Quindi, a seconda degli eccipienti utilizzati nella preparazione, bisogna fare attenzione alla destabilizzazione della proteina, all’idrolisi dei legami peptidici e quindi a tutto quello che può alterare la struttura chimico-fisica della proteina. Questo può avvenire in caso di variazioni di pH, di temperatura, in caso di aggregazione (viene fuori la proteina aggregata che non interagisce più con il suo sito recettoriale) e formazione di Sali.
Oligonucleotidi
- Farmaci antisenso: corte catene di RNA che vengono progettate e sintetizzate in modo da essere complementari con determinate e specifiche sequenza di un RNA messaggero = si va a localizzare l’oncogene e si costruisce una sequenza che sia complementare all’RNA messaggero trascritto da questo gene = si blocca la traduzione dell’RNA messaggero con blocco produzione proteina e blocco della trascrizione. Generalmente sono formulazioni per soluzioni iniettabili, ma si stanno producendo anche delle nano-formulazioni.
- Farmaci che danno interferenza sull’RNA messaggero: corte sequenze di RNA a doppia catena. Si va a selezionare il gene di interesse sul DNA e si costruisce un siRNA (small interfiring RNA).

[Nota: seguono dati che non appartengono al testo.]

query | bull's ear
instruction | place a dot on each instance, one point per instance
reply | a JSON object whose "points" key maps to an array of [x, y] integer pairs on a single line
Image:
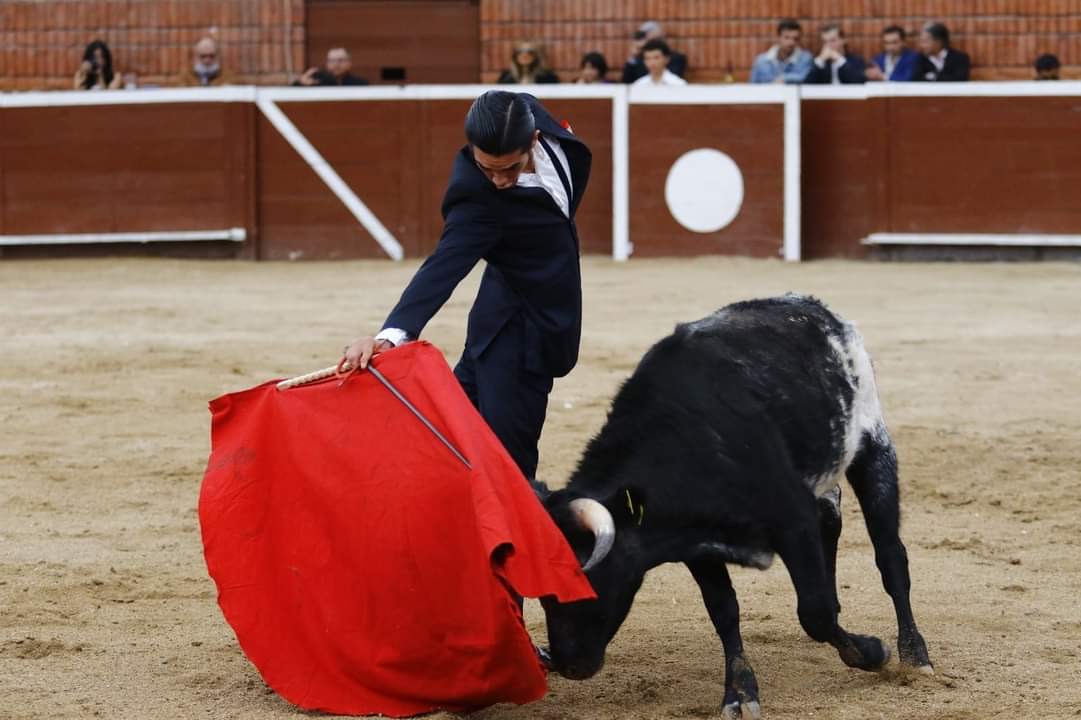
{"points": [[634, 508]]}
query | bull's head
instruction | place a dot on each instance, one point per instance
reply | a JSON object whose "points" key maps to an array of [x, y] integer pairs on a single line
{"points": [[578, 632]]}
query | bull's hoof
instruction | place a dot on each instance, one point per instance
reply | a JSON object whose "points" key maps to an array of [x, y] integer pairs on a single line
{"points": [[741, 695], [864, 652], [738, 710], [912, 651]]}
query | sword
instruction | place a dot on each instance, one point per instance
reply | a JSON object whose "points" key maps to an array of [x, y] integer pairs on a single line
{"points": [[335, 371]]}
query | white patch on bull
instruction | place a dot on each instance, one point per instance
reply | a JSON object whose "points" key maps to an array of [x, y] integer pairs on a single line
{"points": [[864, 416], [743, 556]]}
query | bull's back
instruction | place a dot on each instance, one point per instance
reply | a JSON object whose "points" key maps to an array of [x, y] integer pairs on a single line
{"points": [[771, 375]]}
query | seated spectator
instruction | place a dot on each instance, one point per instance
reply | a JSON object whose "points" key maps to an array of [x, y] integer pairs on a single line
{"points": [[592, 68], [528, 66], [896, 62], [635, 67], [336, 72], [205, 68], [785, 62], [95, 72], [656, 55], [1046, 67], [835, 64], [937, 61]]}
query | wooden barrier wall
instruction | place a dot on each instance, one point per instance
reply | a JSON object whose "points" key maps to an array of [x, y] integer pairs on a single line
{"points": [[1002, 161], [937, 164]]}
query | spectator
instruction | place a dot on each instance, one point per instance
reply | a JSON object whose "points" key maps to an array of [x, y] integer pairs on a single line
{"points": [[635, 67], [835, 64], [592, 68], [528, 66], [205, 66], [656, 55], [785, 62], [336, 72], [1046, 67], [896, 62], [95, 72], [937, 61]]}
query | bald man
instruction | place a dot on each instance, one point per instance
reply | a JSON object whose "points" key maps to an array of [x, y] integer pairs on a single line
{"points": [[205, 68]]}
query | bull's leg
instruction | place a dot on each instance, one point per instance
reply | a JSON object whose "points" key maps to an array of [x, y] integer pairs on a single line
{"points": [[800, 547], [829, 524], [873, 477], [741, 687]]}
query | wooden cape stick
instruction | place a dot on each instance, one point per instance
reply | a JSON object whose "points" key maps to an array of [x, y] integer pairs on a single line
{"points": [[335, 370]]}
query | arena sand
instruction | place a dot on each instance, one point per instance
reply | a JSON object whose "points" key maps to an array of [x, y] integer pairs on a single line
{"points": [[106, 368]]}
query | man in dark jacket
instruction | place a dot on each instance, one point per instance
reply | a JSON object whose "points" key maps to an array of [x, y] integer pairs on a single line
{"points": [[635, 67], [896, 62], [511, 200], [336, 72], [937, 61], [835, 64]]}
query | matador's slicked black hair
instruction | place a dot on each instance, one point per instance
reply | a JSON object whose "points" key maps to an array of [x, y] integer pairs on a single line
{"points": [[501, 122]]}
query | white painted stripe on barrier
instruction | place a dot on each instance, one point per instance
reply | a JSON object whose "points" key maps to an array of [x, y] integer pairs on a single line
{"points": [[999, 239], [1019, 89], [148, 96], [792, 241], [694, 94], [719, 94], [622, 248], [835, 92], [570, 91], [234, 234], [329, 175]]}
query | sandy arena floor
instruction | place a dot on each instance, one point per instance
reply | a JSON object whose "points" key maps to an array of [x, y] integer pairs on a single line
{"points": [[106, 368]]}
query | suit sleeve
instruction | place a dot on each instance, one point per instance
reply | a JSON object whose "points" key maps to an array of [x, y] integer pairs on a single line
{"points": [[469, 231], [678, 64], [958, 70], [854, 70], [818, 76]]}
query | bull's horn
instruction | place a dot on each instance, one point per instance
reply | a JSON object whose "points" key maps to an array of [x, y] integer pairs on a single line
{"points": [[595, 517]]}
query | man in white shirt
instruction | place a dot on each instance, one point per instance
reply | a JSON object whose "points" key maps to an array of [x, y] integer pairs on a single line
{"points": [[510, 201], [656, 54]]}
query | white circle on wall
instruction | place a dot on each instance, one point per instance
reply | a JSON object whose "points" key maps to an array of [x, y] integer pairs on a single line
{"points": [[704, 190]]}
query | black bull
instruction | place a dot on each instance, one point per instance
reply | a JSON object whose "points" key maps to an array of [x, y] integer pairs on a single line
{"points": [[725, 445]]}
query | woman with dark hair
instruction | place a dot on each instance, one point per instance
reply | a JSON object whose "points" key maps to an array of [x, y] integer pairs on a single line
{"points": [[592, 68], [528, 66], [95, 72]]}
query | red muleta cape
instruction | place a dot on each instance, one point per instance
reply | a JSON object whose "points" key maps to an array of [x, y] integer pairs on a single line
{"points": [[363, 568]]}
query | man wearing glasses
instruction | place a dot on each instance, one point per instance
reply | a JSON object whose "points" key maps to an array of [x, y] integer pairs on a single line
{"points": [[511, 199], [205, 68]]}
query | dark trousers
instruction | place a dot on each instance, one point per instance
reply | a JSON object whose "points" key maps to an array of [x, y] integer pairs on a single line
{"points": [[512, 400]]}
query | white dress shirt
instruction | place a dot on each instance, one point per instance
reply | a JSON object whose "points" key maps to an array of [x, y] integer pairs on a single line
{"points": [[545, 177], [668, 78]]}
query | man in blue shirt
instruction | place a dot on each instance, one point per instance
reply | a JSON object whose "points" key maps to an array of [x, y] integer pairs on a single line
{"points": [[896, 62], [785, 62]]}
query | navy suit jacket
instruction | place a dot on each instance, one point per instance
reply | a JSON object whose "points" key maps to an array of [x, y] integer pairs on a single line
{"points": [[956, 68], [532, 253], [851, 72], [903, 70]]}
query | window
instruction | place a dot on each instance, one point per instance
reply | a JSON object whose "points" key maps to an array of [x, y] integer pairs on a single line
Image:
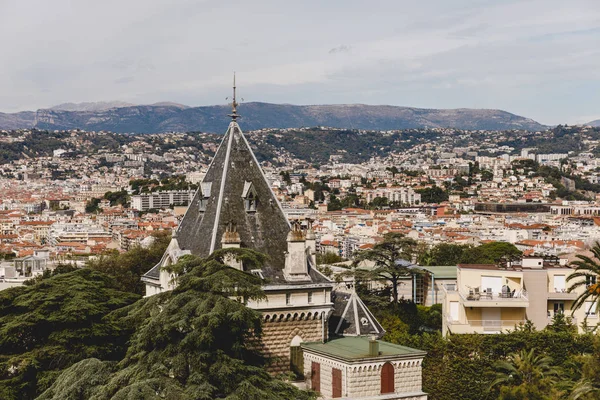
{"points": [[590, 308], [559, 284], [297, 361], [559, 307], [336, 383], [250, 197], [315, 377], [387, 378]]}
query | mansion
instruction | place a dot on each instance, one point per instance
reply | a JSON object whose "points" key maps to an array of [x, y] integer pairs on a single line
{"points": [[328, 338]]}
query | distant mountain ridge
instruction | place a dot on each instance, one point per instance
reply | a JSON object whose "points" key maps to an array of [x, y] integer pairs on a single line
{"points": [[595, 123], [166, 117], [93, 106]]}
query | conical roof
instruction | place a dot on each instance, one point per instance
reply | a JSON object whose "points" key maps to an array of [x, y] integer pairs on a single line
{"points": [[235, 191], [351, 317]]}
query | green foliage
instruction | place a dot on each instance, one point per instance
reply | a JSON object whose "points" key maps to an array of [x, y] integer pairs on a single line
{"points": [[434, 194], [462, 366], [174, 182], [385, 257], [127, 268], [191, 343], [525, 374], [490, 253], [47, 326], [443, 254], [587, 274], [118, 198], [334, 203], [328, 258], [454, 254], [92, 206]]}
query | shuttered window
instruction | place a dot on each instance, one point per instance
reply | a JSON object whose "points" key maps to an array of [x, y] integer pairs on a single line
{"points": [[315, 376], [297, 361], [336, 383], [387, 378]]}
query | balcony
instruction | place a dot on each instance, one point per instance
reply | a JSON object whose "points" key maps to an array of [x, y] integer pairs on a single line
{"points": [[483, 299], [558, 294], [482, 326]]}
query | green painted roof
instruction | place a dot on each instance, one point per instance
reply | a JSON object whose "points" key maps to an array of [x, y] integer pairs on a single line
{"points": [[357, 348], [442, 271]]}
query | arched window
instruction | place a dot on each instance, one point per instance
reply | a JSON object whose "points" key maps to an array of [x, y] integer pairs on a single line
{"points": [[387, 378], [296, 357]]}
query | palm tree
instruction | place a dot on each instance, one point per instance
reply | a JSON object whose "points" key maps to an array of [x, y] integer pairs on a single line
{"points": [[585, 389], [392, 259], [588, 269], [526, 370]]}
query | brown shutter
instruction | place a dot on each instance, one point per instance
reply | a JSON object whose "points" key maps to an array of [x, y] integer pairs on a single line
{"points": [[387, 378], [297, 361], [336, 383], [315, 376]]}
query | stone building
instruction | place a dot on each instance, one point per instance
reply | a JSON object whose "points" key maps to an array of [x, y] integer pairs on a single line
{"points": [[235, 207]]}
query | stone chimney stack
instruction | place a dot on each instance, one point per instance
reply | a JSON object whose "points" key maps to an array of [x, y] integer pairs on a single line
{"points": [[231, 239], [296, 262], [311, 244]]}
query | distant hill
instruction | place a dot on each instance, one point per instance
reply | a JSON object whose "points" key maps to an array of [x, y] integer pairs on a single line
{"points": [[95, 106], [165, 117], [595, 123], [24, 119]]}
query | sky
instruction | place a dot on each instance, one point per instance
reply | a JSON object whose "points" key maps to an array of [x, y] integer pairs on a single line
{"points": [[536, 58]]}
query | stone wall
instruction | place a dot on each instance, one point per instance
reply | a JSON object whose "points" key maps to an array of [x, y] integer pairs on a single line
{"points": [[279, 333], [365, 380]]}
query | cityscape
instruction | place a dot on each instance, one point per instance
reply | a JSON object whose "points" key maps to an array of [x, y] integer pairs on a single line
{"points": [[303, 245]]}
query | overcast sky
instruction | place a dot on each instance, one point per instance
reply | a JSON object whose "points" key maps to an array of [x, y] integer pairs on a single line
{"points": [[538, 58]]}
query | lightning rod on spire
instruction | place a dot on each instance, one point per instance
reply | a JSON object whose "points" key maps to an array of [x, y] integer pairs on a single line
{"points": [[234, 115]]}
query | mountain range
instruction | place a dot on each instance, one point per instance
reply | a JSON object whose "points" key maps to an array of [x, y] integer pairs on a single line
{"points": [[123, 117], [595, 123]]}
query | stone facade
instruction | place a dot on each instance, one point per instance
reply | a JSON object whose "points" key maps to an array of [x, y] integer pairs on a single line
{"points": [[364, 379], [278, 335]]}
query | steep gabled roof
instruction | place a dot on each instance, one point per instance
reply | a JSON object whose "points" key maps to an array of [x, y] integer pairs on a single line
{"points": [[351, 317], [235, 177]]}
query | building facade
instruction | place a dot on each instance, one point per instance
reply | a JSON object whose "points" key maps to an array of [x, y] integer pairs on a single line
{"points": [[490, 298], [235, 207]]}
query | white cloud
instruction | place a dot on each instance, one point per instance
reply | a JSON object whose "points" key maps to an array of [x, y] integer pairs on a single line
{"points": [[537, 58]]}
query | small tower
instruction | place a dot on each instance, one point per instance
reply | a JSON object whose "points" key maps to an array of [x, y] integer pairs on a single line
{"points": [[311, 244], [296, 262], [231, 239]]}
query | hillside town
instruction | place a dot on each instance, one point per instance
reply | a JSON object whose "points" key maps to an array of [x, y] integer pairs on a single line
{"points": [[75, 203]]}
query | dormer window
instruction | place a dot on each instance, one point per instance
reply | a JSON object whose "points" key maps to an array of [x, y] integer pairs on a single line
{"points": [[249, 196], [204, 195]]}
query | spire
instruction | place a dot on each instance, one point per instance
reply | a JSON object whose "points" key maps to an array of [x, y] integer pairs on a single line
{"points": [[234, 115]]}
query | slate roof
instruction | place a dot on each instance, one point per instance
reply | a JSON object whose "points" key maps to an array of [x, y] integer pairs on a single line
{"points": [[357, 348], [351, 317], [233, 174]]}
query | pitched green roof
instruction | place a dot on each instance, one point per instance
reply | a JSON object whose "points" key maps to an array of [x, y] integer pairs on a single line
{"points": [[357, 349], [442, 271]]}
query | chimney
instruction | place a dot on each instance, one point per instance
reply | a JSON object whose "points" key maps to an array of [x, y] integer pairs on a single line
{"points": [[311, 244], [231, 239], [296, 268], [373, 347]]}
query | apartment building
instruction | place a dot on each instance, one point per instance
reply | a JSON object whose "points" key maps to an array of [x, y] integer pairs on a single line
{"points": [[489, 298], [162, 199]]}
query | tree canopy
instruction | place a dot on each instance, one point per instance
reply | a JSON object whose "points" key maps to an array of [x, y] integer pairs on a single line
{"points": [[127, 268], [194, 342], [53, 323]]}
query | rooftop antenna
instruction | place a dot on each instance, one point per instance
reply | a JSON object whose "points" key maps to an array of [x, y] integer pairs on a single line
{"points": [[234, 115]]}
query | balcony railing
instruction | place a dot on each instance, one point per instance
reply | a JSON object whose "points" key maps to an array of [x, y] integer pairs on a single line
{"points": [[482, 326], [490, 296]]}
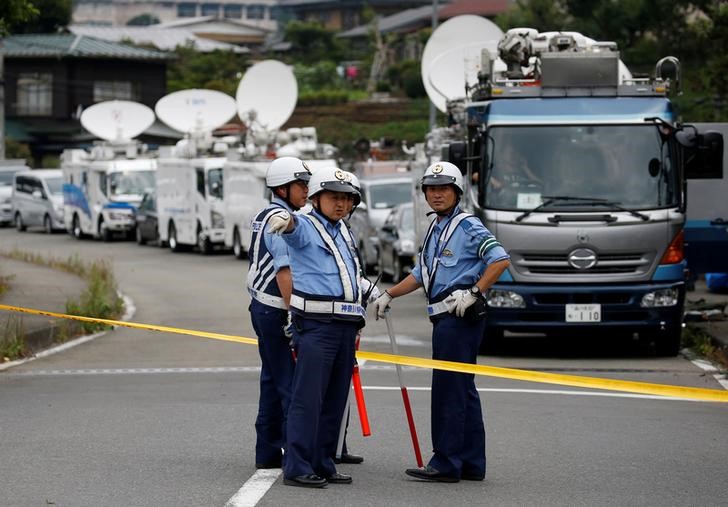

Questa doppia catena viene assorbita dalla cellula, incontra una proteina RISC (già presente nella cellula) che divide le due catene. La catena principale viene portata sull’RNA messaggero specifico e poi viene degradato = modo per silenziare l’espressione di un gene. Questo processo avviene poiché esistono già dei siRNA funzionali all’interno del DNA che vengono prodotti quando la cellula vuole bloccare l’espressione di un determinato gene.
Gli oligonucleotidi sono dei polianioni poiché la loro struttura è base, ribosio e fosfato. Questi gruppi fosfato, a pH biologico, sono ionizzati e si hanno repulsioni delle cariche negative che impediscono l’assorbimento. In caso di variazioni di pH o di temperatura si può avere la scissione dei legami fosfato e quindi idrolisi dei legami fosfo-esterei. Questi aspetti sono importanti sia nella preparazione che nel rilascio e quindi evitare l’alterazione delle strutture.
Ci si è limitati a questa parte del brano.